My first backpacking trip was to Australia. I remember arriving late at night (around 2am) and struggling to work the lock properly in order to open my hostel room door. I eventually woke all my roomates from rattling at the door. After apologizing, I settled into the empty bunk bed, realized I had no blanket (you had to get them at reception which was not open) so I curled myself into a tight ball squishing as much of my body as I could under my beach towel. I snuggled in and squeezed my purse, passport, and all other important documents and items I had with me for fear that some crazy psycho would come in the room and steal them while I was asleep. As it turns out, for much of my one-year trip around Australia, my purse and cell phone, camera, and journal were always present with me in my bed when I went to sleep. Not that this protected my stuff any better, but I was more comfortable in my delusions.
My first few days in Australia were the toughest. I spent a lot of time sitting at the beach by myself and writing in my journal. I can distinctly remember the feelings of sheer panic when I realized that I was completely alone in a foregin country, and I did not know a soul. I remember thinking that I could drop off the face of the earth, and no one would know. I felt even more flustered when I thought about my friends from back home. I was never alone back home, I always had friends to do hang out with But here, well I felt like such a loser, and wondered how I would make friends now. I remember crying a bit and feeling so completely outside my comfort zone.

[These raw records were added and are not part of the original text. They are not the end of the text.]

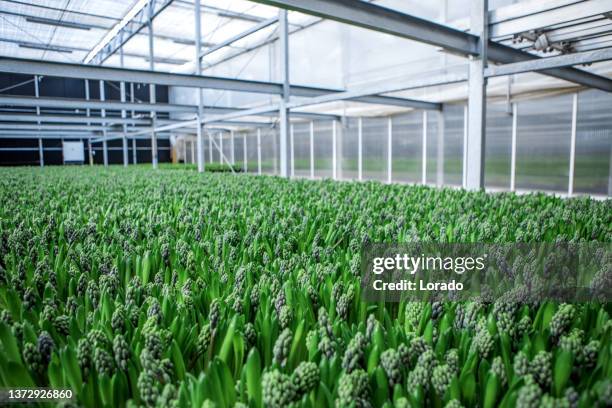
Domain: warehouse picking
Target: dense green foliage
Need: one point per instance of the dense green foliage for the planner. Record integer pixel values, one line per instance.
(171, 288)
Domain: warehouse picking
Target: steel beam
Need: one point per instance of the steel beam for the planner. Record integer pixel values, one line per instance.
(16, 117)
(542, 64)
(103, 114)
(80, 71)
(257, 27)
(152, 96)
(477, 89)
(125, 29)
(283, 35)
(41, 157)
(6, 100)
(378, 18)
(570, 184)
(67, 128)
(198, 62)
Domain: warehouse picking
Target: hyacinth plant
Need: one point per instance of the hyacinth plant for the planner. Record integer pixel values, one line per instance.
(170, 288)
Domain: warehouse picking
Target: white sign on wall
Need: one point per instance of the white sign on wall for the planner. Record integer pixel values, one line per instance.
(74, 152)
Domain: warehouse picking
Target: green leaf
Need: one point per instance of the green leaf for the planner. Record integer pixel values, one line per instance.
(177, 360)
(9, 344)
(253, 375)
(562, 371)
(492, 390)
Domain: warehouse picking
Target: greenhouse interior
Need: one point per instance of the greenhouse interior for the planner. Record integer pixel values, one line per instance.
(306, 203)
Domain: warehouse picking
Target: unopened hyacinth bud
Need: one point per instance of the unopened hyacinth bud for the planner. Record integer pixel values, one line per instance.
(418, 346)
(45, 345)
(404, 352)
(497, 368)
(588, 356)
(32, 358)
(529, 395)
(483, 341)
(541, 368)
(62, 324)
(282, 346)
(121, 350)
(354, 353)
(214, 314)
(278, 390)
(84, 356)
(441, 378)
(204, 339)
(147, 388)
(354, 390)
(562, 320)
(98, 339)
(521, 364)
(370, 326)
(418, 377)
(118, 319)
(285, 316)
(104, 362)
(250, 335)
(452, 360)
(391, 363)
(305, 377)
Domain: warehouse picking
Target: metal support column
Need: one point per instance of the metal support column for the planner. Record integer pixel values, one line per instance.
(244, 153)
(41, 155)
(123, 115)
(210, 155)
(103, 114)
(220, 148)
(283, 35)
(198, 50)
(311, 149)
(570, 186)
(152, 96)
(259, 151)
(464, 161)
(292, 149)
(232, 157)
(440, 150)
(513, 147)
(424, 152)
(360, 148)
(389, 149)
(610, 174)
(334, 150)
(477, 97)
(134, 150)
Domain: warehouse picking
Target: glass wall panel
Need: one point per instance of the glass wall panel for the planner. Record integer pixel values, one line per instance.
(453, 145)
(407, 144)
(269, 151)
(227, 147)
(375, 148)
(239, 149)
(323, 148)
(592, 168)
(301, 149)
(498, 145)
(432, 147)
(350, 149)
(543, 143)
(252, 151)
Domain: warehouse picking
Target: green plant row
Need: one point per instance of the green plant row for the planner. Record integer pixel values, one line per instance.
(135, 287)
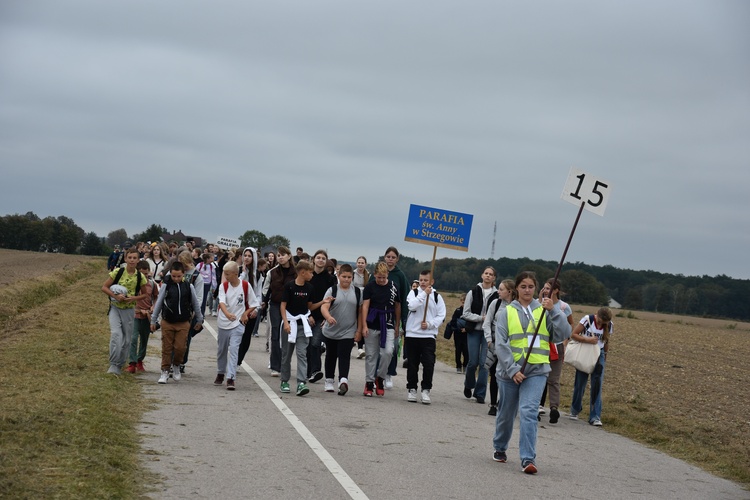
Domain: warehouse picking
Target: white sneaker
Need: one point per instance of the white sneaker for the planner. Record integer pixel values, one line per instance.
(426, 397)
(412, 397)
(343, 386)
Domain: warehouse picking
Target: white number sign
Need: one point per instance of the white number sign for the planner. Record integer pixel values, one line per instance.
(587, 189)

That evening, I went back to my hostel room, and my two girl German roomates asked what I was doing for dinner? When I said I did not have any plans, at once they said "Well come with us for dinner! We are going for some drinks after too, it will be fun!" I remember thinking, 'Wait a minute, I have barely even talked to these girls, and they are already inviting me to hang out with them???!!!! This would never happen at home, people just arn't this nice.'
I did go out with the girls that night, and I met so many other backpackers, and made so many friends! I had so much fun. I soon realized that the backpacking community was the friendlist most welcoming environment. All the backpackers had at least one common goal, and that was to meet others. All it simply took were a few quick questions, "what is your name?, where are you from?, do you want to have a game of pool? and you were instantly friends.
Before I knew it, the backpacking life, the one that scared me so much in the beginning, was now the most comfortable life I knew. I think backpacking for the first time is never easy but it is one of the most soul-enriching and enlightening experiences you can have. Pushing yourself past your comfort zone allows you grow in ways YOU never throught possible.